Todo esse preâmbulo não foi à toa. As fábulas passam por gerações e vão ganhando versões e interpretações. Aqui tomo a liberdade de dar a minha: fazendo uma análise a partir dela no contexto da nossa comunidade LGBT+. Somos todes nós LGBT+ João e Maria nas mãos do mundo neoliberal?

Já faz alguns anos que o mês de junho é marcado pelo reforço do slogan da diversidade sexual. Porém, nos últimos tempos as bandeiras das diversidades LGBT+ nesse mês ganharam mais força na sociedade quando houve um início de pressão mercadológica sobre as empresas e companhias, a atração pelo chamado pink-money, para programas de gerenciamento de diversidade e inclusão. Dificilmente não nos deparamos nos dias de hoje com alguma empresa que diz estar investindo em programas de diversidade na sua cultura por um “mundo melhor”. A nossa diversidade de sexualidades então dá lucro. É entrar nas redes sociais, principalmente a do LinkedIn, se nota a proliferação de pessoas consultoras de diversidade, de cursos, de empresas propagandeando suas ações utilizando as bandeiras da comunidade LGBT+. O que cabe perguntar é para quem, como e para quais pessoas essas ações estão sendo feitas?[2]

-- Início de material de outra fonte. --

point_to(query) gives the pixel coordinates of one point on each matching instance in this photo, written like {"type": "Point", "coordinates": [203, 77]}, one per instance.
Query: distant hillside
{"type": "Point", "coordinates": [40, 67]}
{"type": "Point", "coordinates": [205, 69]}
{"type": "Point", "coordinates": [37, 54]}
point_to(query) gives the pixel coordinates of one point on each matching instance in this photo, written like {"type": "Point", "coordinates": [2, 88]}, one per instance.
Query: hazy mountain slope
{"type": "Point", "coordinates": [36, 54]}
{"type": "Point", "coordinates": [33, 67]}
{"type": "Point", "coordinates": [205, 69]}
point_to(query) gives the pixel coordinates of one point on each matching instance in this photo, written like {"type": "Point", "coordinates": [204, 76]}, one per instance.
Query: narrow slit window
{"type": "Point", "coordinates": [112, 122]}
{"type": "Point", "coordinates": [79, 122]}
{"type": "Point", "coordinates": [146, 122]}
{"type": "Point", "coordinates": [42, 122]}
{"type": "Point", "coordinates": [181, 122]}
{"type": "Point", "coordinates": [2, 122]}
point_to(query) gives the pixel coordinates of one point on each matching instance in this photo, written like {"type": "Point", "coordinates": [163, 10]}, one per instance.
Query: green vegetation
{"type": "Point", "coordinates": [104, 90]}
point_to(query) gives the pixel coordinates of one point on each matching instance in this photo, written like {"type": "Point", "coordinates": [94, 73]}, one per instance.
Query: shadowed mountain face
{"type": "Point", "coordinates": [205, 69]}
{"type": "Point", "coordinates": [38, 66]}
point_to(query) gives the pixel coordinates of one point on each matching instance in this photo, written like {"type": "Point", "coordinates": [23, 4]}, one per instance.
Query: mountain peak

O que não falta é organização, privada e pública, tampando o sol com a peneira para não passar o mês de junho sem fazer nenhuma ação chamada de Diversidade LGBT+ e ficar marcada no mercado. Rola de tudo. Desde tentar conseguir uma palestra com alguma pessoa LGBT+ para falar dos conceitos básicos das diferentes entre sexo biológico, gênero e orientação sexual até repostar matéria antiga de uma fala de alguma pessoa consultora na empresa para manter quente a rede social no mês. Há ainda aquelas organizações que celebram a diversidade, de pessoas LGBT+ e negras, posando com foto de lideranças brancas da instituição que nunca colaram nos grupos de discussão nos momentos mais quentes de conflitos de acusações de LGBT fobia ou racismo que funcionários enfrentaram. Tem aquelas ações ainda de reunir, rapidamente, as pessoas LGBT+ da empresa para uma foto segurando a bandeira do movimento para postar nas redes. Porém, no resto do ano a bandeira fica guardada em alguma gaveta do setor de RH e as pessoas LGBT+ não são lembradas para promoção, sofrem todos os tipos de assédio e são as primeiras a serem demitidas na crise da organização. Enfim, a tal diversidade fica no discurso das organizações.  Entretanto, a proposta de diversidade dessas organizações não aceita todos os discursos. Não adianta colocar no mesmo ambiente o colorido das bandeiras LGBT+ quando se censura os processos sócio-político-históricos dessas pessoas. O corpo LGBT+ vem com uma narrativa, mas nem todas as narrativas serão incluídas e o senso de pertencimento, tão caro a qualquer ser humano, não será desenvolvido.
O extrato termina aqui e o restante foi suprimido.